One of the Teamster truck drivers charged in the Padma Lakshmi case speaks out.

— -- "Top Chef" star Padma Lakshmi is expected to testify in a Massachusetts trial of four Teamsters, with opening arguments slated for Tuesday.

Four members of Teamsters Union Local 25 in New England are charged with attempting to extort a nonunion production company that was filming episodes of the hit Bravo reality TV show in Massachusetts in June 2014. They have pleaded not guilty.

Lakshmi is expected to testify for the prosecution at the trial in U.S. District Court in Massachusetts.

The allegations against the defendants center around a series of alleged incidents in 2014 concerning efforts by the production company, which is not identified in the indictment, to film at various sites in the Boston area.

The indictment charges the defendants with one count of conspiracy to extort and one count of extortion for alleged actions between about May 1 and Oct. 31, 2014, but the charging document focuses primarily on a short period from June 5 to June 10 when the production was in the Boston area to film episodes of "Top Chef."

On June 5, the indictment says, one of the defendants approached the production crew at a Boston hotel where they were filming and demanded that the company hire Teamster drivers. A series of alleged, related incidents culminated five days later, on June 10, when as the production crew was trying to film at a restaurant in Milton just outside Boston the defendants allegedly harassed and used and threatened to use physical violence against production company members.

Some of the defendants allegedly at one point tried to enter the restaurant when "they chest-bumped and stomach-bumped crew members," the indictment said. "The defendants continued to use and threaten to use physical violence ... yelled profanities and racial and homophobic slurs ... [and] blocked vehicles," the indictment says.

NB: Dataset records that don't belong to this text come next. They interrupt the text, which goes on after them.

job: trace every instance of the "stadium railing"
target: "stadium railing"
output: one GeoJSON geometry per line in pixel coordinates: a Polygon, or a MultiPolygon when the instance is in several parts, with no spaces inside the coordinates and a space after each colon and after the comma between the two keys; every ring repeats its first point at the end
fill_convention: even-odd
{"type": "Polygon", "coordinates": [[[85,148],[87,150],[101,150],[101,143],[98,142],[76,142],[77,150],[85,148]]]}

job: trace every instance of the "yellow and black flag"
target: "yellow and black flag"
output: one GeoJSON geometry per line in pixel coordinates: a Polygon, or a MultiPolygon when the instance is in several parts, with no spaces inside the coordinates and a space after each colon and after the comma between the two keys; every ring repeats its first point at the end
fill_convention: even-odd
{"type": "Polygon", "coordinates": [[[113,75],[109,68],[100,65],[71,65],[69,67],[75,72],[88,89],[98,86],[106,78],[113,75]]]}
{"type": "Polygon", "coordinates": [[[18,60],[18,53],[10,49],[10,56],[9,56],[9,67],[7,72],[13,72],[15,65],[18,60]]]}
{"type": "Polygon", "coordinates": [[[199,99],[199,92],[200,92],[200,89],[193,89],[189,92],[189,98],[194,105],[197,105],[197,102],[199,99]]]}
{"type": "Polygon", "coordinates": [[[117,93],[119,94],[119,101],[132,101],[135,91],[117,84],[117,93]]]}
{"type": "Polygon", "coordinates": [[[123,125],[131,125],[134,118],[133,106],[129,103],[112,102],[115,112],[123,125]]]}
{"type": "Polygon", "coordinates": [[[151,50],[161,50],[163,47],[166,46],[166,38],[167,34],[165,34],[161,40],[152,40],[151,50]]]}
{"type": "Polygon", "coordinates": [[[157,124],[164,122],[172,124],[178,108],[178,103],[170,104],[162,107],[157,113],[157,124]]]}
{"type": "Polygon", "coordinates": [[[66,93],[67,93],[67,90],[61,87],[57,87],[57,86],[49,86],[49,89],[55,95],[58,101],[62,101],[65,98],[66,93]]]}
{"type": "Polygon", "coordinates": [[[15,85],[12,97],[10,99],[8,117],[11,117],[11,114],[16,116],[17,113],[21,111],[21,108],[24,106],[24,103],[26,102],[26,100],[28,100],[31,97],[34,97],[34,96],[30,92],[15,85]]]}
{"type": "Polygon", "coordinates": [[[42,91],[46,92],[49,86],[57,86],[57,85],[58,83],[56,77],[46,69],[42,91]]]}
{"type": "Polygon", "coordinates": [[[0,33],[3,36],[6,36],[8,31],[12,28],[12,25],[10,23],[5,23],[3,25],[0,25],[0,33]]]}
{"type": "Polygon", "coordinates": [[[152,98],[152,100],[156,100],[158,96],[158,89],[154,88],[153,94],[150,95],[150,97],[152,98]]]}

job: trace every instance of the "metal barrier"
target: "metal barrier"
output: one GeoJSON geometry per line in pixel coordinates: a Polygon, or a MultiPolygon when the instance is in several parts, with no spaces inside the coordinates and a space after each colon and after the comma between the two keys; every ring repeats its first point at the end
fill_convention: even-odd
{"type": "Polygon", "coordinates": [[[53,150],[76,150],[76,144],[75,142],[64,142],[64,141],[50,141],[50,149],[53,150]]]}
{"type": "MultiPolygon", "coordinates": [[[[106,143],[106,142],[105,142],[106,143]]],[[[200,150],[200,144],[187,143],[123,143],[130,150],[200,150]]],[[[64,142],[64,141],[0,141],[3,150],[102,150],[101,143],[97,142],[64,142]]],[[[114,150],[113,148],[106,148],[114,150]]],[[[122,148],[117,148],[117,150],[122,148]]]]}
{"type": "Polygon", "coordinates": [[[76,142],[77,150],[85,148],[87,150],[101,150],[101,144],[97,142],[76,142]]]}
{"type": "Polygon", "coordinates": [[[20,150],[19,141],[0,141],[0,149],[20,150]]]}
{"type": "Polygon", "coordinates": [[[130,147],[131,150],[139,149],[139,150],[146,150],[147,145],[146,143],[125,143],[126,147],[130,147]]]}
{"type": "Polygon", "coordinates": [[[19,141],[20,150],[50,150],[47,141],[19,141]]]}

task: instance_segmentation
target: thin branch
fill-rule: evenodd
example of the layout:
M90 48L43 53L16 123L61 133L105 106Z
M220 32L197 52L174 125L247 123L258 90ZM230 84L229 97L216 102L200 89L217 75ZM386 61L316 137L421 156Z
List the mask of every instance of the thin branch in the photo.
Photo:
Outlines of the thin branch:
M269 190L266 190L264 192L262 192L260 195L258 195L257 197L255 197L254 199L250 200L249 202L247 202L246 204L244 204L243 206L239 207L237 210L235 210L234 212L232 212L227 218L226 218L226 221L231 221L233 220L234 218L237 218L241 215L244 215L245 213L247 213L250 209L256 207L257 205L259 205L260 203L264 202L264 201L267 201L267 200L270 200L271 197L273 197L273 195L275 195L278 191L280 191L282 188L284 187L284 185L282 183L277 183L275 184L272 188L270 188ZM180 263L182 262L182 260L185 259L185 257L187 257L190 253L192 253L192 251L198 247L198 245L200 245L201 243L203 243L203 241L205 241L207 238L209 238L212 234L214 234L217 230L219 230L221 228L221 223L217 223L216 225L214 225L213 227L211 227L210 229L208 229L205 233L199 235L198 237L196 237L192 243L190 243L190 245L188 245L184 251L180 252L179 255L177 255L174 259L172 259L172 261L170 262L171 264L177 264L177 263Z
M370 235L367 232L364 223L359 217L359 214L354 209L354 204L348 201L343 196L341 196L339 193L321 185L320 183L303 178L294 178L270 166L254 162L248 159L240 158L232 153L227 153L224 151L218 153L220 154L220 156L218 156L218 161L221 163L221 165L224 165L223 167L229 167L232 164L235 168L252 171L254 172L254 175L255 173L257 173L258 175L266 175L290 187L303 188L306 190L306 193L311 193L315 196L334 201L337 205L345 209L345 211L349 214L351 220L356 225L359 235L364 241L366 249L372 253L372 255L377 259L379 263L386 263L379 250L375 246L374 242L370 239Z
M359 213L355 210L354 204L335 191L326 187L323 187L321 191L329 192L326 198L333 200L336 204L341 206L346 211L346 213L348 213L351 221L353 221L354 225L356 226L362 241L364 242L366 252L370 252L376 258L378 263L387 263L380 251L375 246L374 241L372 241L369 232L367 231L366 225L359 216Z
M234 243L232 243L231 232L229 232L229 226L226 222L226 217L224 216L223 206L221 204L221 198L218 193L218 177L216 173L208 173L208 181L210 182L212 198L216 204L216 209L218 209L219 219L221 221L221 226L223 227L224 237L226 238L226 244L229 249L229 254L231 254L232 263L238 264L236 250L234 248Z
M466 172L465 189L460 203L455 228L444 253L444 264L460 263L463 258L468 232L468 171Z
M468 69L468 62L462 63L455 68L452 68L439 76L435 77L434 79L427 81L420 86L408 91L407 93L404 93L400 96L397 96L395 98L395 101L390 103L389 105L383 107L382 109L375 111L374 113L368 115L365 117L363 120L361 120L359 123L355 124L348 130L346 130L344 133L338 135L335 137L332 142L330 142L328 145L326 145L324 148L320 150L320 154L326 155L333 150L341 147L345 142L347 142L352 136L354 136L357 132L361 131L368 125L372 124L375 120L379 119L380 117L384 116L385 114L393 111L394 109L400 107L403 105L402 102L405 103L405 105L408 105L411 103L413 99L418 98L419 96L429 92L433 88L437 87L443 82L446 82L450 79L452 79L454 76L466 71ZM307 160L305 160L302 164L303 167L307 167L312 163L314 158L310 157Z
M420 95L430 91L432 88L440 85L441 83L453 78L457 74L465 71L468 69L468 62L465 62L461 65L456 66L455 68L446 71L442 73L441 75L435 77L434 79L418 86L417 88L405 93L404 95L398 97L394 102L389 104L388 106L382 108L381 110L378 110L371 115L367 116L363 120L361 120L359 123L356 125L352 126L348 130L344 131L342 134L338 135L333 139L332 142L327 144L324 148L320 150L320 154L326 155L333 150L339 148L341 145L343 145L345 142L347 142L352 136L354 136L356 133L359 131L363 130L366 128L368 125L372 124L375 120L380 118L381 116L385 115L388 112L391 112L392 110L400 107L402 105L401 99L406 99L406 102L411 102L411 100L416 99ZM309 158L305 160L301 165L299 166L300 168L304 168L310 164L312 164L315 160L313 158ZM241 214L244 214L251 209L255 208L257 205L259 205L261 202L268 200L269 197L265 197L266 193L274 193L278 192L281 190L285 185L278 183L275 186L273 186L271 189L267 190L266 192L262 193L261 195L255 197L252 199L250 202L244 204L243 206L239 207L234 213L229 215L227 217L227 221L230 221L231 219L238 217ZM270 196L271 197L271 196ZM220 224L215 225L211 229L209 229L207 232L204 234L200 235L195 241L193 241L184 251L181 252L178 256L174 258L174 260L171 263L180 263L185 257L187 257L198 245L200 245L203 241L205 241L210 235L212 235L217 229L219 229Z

Nine vehicles belonging to the production crew were later found to have their tires slashed, the indictment adds.

According to an FBI report obtained by ABC News, Lakshmi told the FBI she felt threatened when pulling up to the restaurant to film, describing the situation as "volatile and tense." She said one of the defendants came up to her car when the window was down, leaned in less than 15 inches away from her face and said something like, "We’re going to bash your pretty little face in."

One of the defendants, John Fidler, told ABC News in an exclusive interview before the start of the trial that he was working for the Teamsters Motion Picture and Theatrical Trade Division as a driver on the set of a movie when he was asked by his union local to picket one of the filming sites for "Top Chef."

The president of Local 25 declined to comment to ABC News and is not on the witness list for the defense or prosecution.

Fidler said he was one of the picketers at the restaurant on June 10, 2014, but he said he believes he and the other four defendants are being unfairly blamed for the union action against the production company for what he called "a nothing show." Fidler said he didn't engage in any violence or use violent language toward the production company.